Раздается проверочный сигнал. Одиннадцать звонков, потом еще одиннадцать. Время для уборки помещения. Мы все дали согласие поработать сегодня сверхурочно. Решили оставить депо в чистоте для тех, кто завтра будет здесь разговляться. Если мы сегодня поработаем на совесть, на долю завтрашнего караула останется не слишком много дел. Нехорошо заставлять людей драить полы в светлое пасхальное воскресенье.
Разбиваемся на группы — у каждого свои обязанности. Билли-о идет в раздевалку, я беру метлу и направляюсь к лестнице, ведущей в подвал. Выходя слышу, как Чарли, взгромождая стулья на столы, ворчит:
— Неудивительно, что он не может понять хорошую шутку, — у читателей «Нью-Йорк таймс» не бывает чувства юмора.
Спускаясь по лестнице, усмехаюсь про себя.

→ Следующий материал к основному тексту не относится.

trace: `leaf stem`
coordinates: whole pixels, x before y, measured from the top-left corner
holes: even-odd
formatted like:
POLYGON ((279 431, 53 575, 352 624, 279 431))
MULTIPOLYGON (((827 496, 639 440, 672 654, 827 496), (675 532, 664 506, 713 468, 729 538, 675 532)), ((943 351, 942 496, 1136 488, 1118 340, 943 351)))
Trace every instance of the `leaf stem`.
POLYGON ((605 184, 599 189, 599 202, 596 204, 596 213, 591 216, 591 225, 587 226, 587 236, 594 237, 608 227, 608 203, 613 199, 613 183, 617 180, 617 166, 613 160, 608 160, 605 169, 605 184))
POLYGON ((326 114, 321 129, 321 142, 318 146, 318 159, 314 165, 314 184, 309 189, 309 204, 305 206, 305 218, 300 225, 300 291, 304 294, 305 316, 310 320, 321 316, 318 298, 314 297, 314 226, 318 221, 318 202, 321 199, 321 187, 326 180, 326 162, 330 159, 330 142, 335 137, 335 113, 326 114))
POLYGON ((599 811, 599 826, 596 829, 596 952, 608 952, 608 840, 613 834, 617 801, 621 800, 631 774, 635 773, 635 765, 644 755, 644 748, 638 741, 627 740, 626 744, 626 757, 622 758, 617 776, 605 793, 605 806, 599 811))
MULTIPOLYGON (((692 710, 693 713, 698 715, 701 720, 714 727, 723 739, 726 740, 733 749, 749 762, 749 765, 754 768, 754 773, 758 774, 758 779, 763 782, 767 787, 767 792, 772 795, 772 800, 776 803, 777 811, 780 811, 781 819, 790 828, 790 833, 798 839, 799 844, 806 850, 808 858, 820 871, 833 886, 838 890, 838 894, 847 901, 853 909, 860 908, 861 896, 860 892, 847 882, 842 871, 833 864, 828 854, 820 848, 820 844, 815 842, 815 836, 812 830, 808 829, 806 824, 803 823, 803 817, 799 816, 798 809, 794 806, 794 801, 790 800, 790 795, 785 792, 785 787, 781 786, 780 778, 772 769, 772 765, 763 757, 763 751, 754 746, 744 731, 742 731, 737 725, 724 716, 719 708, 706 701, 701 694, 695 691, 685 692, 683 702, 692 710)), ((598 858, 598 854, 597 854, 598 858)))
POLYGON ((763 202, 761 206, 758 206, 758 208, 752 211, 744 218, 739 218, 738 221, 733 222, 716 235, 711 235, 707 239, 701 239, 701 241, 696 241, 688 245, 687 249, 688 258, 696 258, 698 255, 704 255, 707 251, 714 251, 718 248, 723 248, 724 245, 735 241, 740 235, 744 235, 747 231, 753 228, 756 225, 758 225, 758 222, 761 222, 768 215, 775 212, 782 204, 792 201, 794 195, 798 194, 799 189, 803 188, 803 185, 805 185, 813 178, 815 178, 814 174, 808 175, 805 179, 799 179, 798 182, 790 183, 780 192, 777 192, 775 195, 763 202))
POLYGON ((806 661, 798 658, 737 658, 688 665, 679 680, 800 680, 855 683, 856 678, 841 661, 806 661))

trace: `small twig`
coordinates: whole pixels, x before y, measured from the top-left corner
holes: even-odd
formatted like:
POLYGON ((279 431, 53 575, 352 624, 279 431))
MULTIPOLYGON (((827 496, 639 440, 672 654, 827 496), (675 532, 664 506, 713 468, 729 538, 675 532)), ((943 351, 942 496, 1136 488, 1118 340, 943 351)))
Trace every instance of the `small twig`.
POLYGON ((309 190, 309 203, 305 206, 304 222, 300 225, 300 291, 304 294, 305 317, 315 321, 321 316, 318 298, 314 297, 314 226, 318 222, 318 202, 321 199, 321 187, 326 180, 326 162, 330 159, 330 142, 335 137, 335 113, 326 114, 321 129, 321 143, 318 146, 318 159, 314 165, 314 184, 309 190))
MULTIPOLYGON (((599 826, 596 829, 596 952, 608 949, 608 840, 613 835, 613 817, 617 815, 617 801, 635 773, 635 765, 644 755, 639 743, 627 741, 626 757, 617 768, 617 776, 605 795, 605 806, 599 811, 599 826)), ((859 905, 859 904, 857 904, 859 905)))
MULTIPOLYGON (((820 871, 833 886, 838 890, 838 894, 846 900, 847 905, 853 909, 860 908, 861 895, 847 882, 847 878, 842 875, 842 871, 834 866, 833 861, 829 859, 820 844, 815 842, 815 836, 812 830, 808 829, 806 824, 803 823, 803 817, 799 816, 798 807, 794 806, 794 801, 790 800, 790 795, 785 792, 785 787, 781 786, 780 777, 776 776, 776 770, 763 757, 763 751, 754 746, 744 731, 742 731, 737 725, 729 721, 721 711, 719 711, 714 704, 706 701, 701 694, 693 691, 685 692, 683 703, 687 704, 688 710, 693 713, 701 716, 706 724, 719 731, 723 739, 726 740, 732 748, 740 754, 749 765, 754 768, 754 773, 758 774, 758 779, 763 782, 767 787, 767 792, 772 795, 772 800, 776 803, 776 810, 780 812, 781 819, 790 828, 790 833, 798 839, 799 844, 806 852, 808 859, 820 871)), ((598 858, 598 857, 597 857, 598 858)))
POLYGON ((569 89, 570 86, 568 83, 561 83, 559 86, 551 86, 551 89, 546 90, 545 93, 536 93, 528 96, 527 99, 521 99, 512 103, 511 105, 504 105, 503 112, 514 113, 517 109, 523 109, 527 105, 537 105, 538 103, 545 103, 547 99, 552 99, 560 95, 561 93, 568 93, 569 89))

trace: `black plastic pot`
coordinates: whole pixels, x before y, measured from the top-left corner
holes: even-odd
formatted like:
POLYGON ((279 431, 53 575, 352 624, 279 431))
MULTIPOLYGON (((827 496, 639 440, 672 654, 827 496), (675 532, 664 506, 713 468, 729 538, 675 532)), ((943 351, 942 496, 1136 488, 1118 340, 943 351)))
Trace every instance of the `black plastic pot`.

В подвале нашего депо стоят большой биллиард, маленький биллиард-карамболь и стол для пинг-понга. Мы купили их на свои деньги, но поиграть удается не так уж часто, мне во всяком случае. Только начнешь партию в биллиард или в пинг-понг — раздается сигнал пожарной тревоги. А когда возвращаемся с пожара, мне уже не до игры. Но некоторых наших ребят не так-то легко вывести из равновесия, и от пожара до пожара они торчат в этом сыром, грязном подвале. Я же провожу свободное время в кухне — читаю журналы, смотрю телевизор или просто болтаю с пожарными из гаража.